The Leadership and Design Fellows program is not just a professional development experience for Ryan Welch (Fellow 7.0 and Middle School Head at the New School in Arkansas);it was a turning point, a set of lenses that suddenly made the world come into focus. For Frederique Dupri, (Fellow 7.0, Associate Director of College Guidance at Loomis Chaffee School), she stepped into the L+D fellowship with an acute sense of her natural leadership strengths but without the language or frameworks to fully harness them. When introduced to design thinking on day one of the fellowship convening, it was a completely foreign concept for her. Similarly, the first “futurist” exercise we all participated in felt like being dropped into another world. However, now two years later, everything looks different for Frederique. She now carries a deep confidence in her signature leadership presence, has used design thinking to launch a program supporting first-generation students, and even joined a futurist working group at her school. Along the way, she discovered that creativity wasn’t just a skill she needed to continue to develop, it was the heartbeat of her authentic leadership style, the throughline connecting her growth, her ideas, and her impact on schools, her teams, and her students. Today, it is not an exaggeration to say that she uses the principles and frameworks of L+D every single day.

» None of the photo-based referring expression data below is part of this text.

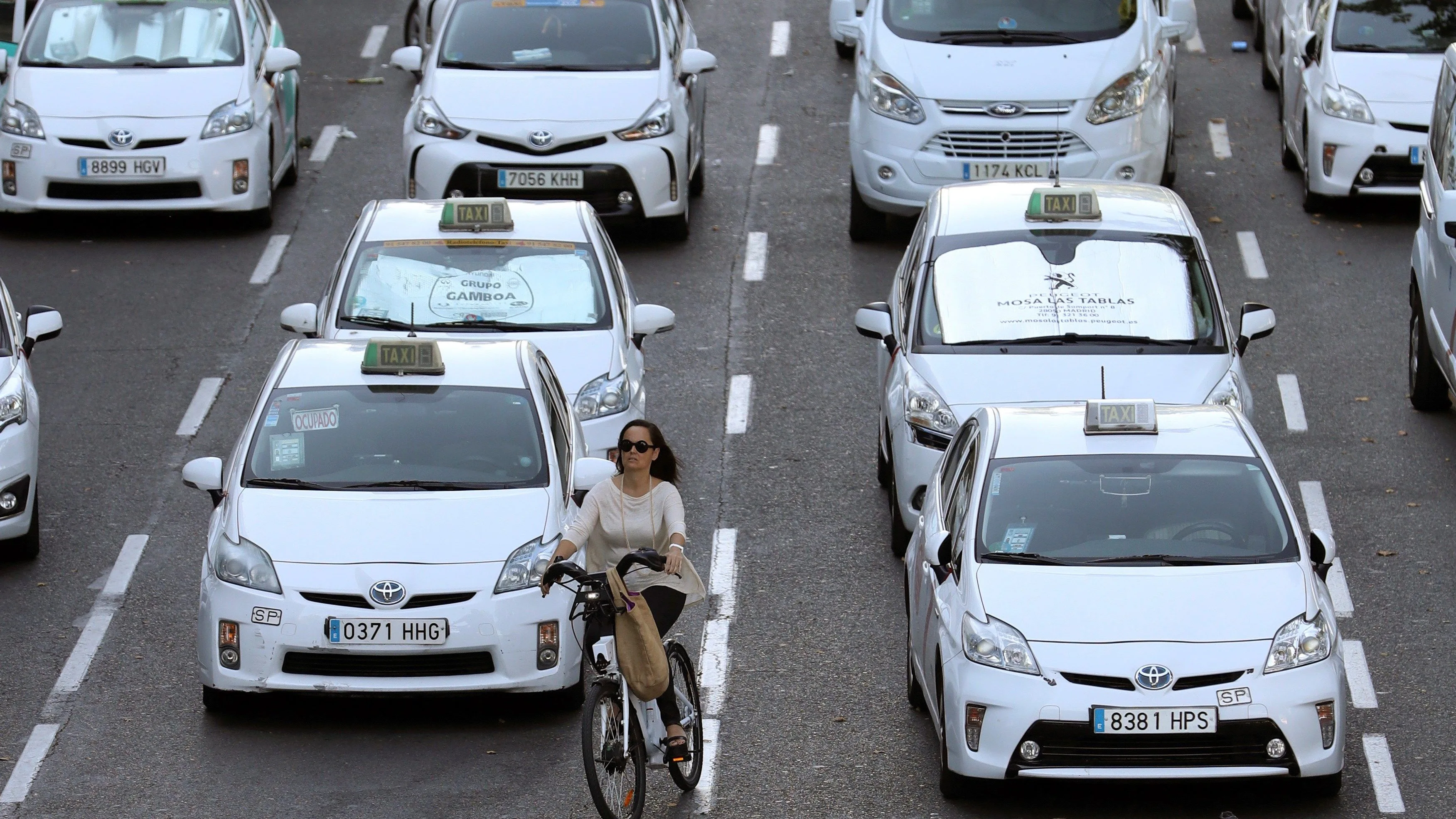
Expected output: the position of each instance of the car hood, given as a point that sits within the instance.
(396, 526)
(520, 103)
(127, 92)
(970, 381)
(1213, 604)
(1390, 78)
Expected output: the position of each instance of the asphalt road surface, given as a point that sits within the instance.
(806, 637)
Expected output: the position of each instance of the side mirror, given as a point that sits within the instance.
(408, 57)
(280, 59)
(41, 324)
(592, 471)
(300, 318)
(696, 62)
(1256, 321)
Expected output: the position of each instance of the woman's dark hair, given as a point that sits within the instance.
(666, 465)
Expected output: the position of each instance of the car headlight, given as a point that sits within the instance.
(890, 98)
(603, 396)
(656, 123)
(1301, 642)
(245, 565)
(1346, 104)
(995, 643)
(229, 118)
(1127, 95)
(430, 120)
(21, 118)
(526, 566)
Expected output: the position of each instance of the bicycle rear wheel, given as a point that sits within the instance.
(685, 686)
(616, 765)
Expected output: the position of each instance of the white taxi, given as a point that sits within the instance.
(593, 100)
(1013, 292)
(384, 521)
(158, 106)
(545, 272)
(1117, 589)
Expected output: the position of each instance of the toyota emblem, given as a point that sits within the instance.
(386, 592)
(1153, 677)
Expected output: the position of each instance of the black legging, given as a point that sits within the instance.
(666, 605)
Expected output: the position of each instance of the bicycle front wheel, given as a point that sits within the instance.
(685, 687)
(616, 764)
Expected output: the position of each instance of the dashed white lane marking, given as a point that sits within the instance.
(768, 145)
(1382, 775)
(268, 263)
(1358, 674)
(373, 41)
(780, 41)
(202, 403)
(30, 762)
(1219, 138)
(740, 394)
(327, 140)
(1294, 406)
(1253, 258)
(756, 257)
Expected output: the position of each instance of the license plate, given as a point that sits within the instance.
(1155, 721)
(522, 178)
(1005, 170)
(124, 167)
(366, 632)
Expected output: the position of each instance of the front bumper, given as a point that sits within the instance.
(491, 644)
(1021, 707)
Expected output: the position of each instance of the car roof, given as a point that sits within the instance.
(983, 207)
(1183, 429)
(325, 362)
(420, 219)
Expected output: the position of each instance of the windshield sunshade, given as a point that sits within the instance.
(592, 35)
(375, 438)
(477, 285)
(1126, 509)
(82, 34)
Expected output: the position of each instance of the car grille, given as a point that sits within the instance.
(1007, 145)
(1074, 745)
(427, 664)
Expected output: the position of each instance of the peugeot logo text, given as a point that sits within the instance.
(388, 594)
(1153, 677)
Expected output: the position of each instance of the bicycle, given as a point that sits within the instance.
(621, 744)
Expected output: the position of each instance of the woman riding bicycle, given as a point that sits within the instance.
(640, 509)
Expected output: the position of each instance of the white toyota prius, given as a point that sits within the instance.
(150, 106)
(1117, 589)
(545, 272)
(385, 519)
(1016, 292)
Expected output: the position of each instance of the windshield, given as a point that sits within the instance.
(1043, 286)
(475, 285)
(153, 34)
(1382, 25)
(353, 438)
(1106, 508)
(544, 35)
(1010, 22)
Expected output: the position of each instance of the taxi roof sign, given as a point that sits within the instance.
(1109, 416)
(1063, 204)
(475, 215)
(402, 357)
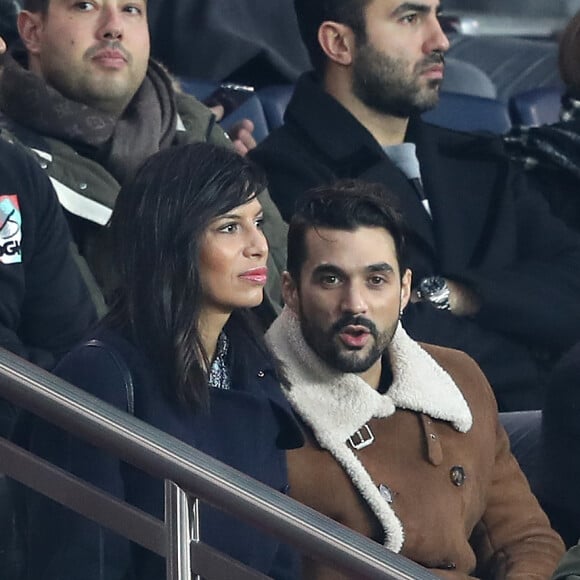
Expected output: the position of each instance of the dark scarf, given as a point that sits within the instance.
(147, 125)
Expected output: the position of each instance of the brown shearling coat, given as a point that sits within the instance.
(490, 527)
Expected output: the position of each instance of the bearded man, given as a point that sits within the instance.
(403, 440)
(495, 274)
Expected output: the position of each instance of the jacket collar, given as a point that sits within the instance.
(335, 405)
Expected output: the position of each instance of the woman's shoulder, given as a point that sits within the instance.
(105, 365)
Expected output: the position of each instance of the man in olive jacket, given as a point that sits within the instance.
(495, 274)
(90, 103)
(403, 441)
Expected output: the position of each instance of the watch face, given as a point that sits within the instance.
(432, 285)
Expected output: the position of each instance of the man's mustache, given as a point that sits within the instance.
(350, 320)
(435, 58)
(108, 45)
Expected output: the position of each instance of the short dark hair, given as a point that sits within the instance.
(36, 5)
(345, 205)
(312, 13)
(568, 56)
(156, 232)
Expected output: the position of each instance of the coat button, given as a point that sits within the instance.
(457, 475)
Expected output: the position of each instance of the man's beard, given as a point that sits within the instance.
(327, 345)
(384, 84)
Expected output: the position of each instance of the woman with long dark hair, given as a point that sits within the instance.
(178, 349)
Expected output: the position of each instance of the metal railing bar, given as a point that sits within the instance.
(210, 563)
(82, 497)
(177, 510)
(165, 457)
(97, 505)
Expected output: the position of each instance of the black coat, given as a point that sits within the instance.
(247, 427)
(489, 230)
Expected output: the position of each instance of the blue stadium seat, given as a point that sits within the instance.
(275, 99)
(470, 114)
(466, 78)
(540, 106)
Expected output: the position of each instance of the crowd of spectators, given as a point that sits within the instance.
(492, 232)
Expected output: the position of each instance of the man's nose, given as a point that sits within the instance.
(257, 245)
(437, 40)
(112, 25)
(354, 300)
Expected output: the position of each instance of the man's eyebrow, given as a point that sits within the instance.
(414, 7)
(380, 267)
(327, 269)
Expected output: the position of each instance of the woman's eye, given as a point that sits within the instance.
(376, 281)
(330, 280)
(228, 228)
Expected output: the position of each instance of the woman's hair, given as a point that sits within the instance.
(569, 56)
(155, 236)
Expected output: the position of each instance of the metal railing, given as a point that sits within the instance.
(188, 474)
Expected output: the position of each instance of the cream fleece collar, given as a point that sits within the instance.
(335, 405)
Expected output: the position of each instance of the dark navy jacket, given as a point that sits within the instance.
(247, 427)
(489, 231)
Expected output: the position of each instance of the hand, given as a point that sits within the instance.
(240, 133)
(463, 301)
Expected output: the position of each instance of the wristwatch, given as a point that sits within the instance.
(434, 289)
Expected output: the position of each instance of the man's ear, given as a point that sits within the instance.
(30, 26)
(290, 293)
(337, 42)
(406, 288)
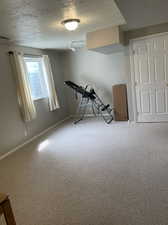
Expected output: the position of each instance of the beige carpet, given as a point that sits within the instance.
(91, 174)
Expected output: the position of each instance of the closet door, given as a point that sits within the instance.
(150, 61)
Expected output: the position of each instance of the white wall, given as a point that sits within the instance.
(12, 128)
(101, 71)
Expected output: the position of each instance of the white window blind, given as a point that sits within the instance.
(36, 77)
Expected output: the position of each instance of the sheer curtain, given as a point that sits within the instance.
(26, 103)
(52, 95)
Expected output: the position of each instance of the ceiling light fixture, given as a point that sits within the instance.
(71, 24)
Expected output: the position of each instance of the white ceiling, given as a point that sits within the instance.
(37, 23)
(143, 13)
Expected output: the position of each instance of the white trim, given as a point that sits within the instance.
(32, 139)
(131, 51)
(147, 36)
(134, 103)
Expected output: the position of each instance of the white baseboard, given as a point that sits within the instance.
(87, 115)
(33, 138)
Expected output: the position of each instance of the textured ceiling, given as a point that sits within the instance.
(142, 13)
(37, 23)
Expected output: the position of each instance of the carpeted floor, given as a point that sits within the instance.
(91, 174)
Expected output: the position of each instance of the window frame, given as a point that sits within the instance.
(34, 58)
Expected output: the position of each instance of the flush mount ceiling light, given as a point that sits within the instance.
(71, 24)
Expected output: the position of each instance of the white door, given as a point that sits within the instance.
(150, 64)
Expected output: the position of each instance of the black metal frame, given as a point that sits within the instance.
(90, 97)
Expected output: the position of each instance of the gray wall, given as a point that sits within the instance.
(12, 128)
(101, 71)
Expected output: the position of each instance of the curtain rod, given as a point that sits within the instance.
(32, 55)
(28, 55)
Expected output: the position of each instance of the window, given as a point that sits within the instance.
(36, 77)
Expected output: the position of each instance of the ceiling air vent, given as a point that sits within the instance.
(75, 45)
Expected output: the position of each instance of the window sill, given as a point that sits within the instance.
(40, 99)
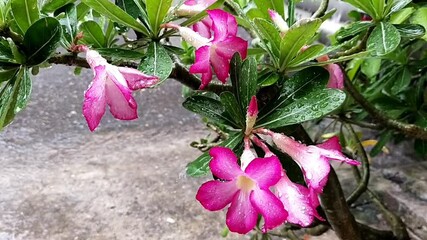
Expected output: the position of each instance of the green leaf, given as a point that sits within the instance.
(200, 166)
(410, 30)
(7, 72)
(297, 37)
(69, 23)
(314, 105)
(157, 10)
(276, 5)
(25, 13)
(351, 30)
(119, 53)
(299, 85)
(157, 62)
(270, 34)
(231, 105)
(41, 40)
(401, 16)
(247, 82)
(307, 55)
(116, 14)
(93, 34)
(14, 97)
(129, 6)
(396, 5)
(207, 107)
(53, 5)
(420, 17)
(202, 14)
(366, 6)
(383, 40)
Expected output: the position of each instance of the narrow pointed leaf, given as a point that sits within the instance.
(25, 13)
(41, 40)
(383, 39)
(116, 14)
(157, 62)
(157, 10)
(200, 166)
(314, 105)
(297, 37)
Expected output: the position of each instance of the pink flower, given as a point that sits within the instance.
(313, 160)
(193, 7)
(216, 52)
(247, 191)
(112, 85)
(297, 202)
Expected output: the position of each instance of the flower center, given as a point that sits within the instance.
(245, 184)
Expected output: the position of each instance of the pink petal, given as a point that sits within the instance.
(270, 207)
(336, 76)
(224, 163)
(216, 195)
(119, 96)
(221, 66)
(253, 107)
(332, 143)
(94, 102)
(203, 27)
(136, 79)
(231, 45)
(265, 171)
(223, 24)
(241, 216)
(297, 201)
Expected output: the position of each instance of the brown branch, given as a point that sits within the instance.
(410, 130)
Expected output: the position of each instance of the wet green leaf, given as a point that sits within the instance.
(41, 40)
(383, 40)
(157, 62)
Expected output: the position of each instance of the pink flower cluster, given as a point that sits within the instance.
(111, 86)
(216, 42)
(260, 186)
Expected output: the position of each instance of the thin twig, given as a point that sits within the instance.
(410, 130)
(364, 179)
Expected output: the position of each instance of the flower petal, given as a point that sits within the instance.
(265, 171)
(297, 201)
(270, 207)
(336, 76)
(224, 163)
(94, 102)
(203, 27)
(241, 216)
(215, 195)
(231, 45)
(119, 96)
(136, 79)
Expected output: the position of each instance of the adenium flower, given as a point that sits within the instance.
(111, 86)
(216, 52)
(297, 201)
(193, 7)
(246, 191)
(313, 160)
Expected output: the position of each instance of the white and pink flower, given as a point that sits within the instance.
(112, 86)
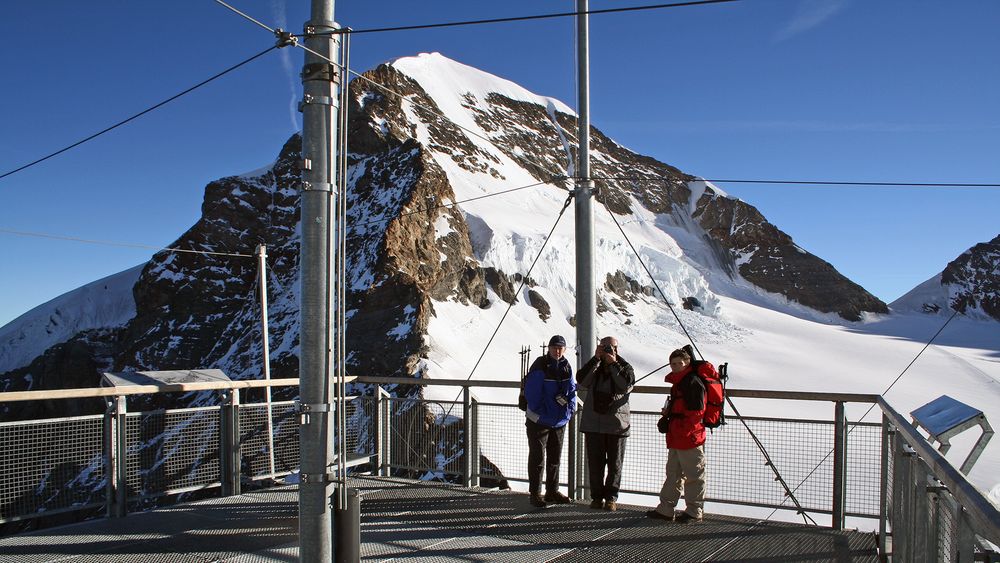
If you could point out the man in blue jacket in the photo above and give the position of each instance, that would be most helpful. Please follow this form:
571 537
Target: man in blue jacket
550 392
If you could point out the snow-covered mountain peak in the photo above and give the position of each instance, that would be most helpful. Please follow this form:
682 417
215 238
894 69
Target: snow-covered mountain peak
451 83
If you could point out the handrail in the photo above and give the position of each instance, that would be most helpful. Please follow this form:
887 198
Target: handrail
981 511
122 390
646 389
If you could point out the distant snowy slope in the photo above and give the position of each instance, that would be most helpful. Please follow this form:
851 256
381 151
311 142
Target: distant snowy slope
105 303
969 284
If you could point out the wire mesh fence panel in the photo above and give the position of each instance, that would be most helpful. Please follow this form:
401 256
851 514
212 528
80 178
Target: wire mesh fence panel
890 462
51 466
801 451
171 451
947 510
503 443
644 468
864 468
254 447
425 438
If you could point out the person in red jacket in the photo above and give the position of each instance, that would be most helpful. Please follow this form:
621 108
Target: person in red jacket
685 440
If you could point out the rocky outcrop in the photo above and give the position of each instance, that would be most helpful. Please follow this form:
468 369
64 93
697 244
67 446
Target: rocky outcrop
974 279
768 258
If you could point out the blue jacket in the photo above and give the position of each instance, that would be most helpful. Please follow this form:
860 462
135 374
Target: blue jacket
546 380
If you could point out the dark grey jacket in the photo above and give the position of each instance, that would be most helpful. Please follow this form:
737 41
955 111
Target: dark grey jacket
605 390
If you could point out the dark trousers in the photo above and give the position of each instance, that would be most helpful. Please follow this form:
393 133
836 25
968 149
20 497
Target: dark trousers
605 451
544 446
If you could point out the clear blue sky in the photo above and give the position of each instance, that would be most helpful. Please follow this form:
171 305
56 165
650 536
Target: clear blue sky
897 90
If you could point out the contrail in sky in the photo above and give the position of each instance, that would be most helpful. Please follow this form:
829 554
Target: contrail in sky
808 15
278 11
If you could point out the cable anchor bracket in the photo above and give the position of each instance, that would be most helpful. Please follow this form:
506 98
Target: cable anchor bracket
285 38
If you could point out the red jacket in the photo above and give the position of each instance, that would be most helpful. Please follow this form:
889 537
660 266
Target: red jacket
685 430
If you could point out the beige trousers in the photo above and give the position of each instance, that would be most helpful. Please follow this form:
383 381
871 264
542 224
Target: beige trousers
685 468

Before L+D, Ryan was already an ambitious educator. From building programs, hiring teams, solving problems to using design thinking as a pivotal focus of his teaching pedagogy. But the fellowship gave him language for things he had long felt but could not name: the power of curiosity over judgment, the subtle but profound distinction between feedback and evaluation, the ability to step onto the “balcony” and see the whole dance of leadership before stepping back onto the “dance floor” and the weeds of everyday school life. These weren’t just tools for school leadership; they were frames for living. 

What he remembers most vividly isn’t a single activity or book but the way L+D centered relationships first. The L+D facilitators saw people before positions. They created spaces where vulnerability wasn’t just encouraged but modeled. Spaces where heads of school and aspiring leaders sat side by side, stripped of hierarchy, learning together with authenticity and laughter. It felt, as he describes, like a “treehouse” - a place you didn’t want to leave because it felt rare and real.

And when life threw him a curveball, the fellowship gave him the clarity and composure to navigate it with curiosity rather than defensiveness. He describes it like putting on 3D glasses after staring at a blurry image for too long… suddenly, he could see multiple perspectives at once, understand the complexity without losing himself in it, and was able to respond with empathy and wonder.

Now, in a role he calls his “dream job,” he credits L+D for equipping him not just with skills but with a way of being, a way of leading that is relational, reflective, and deeply human.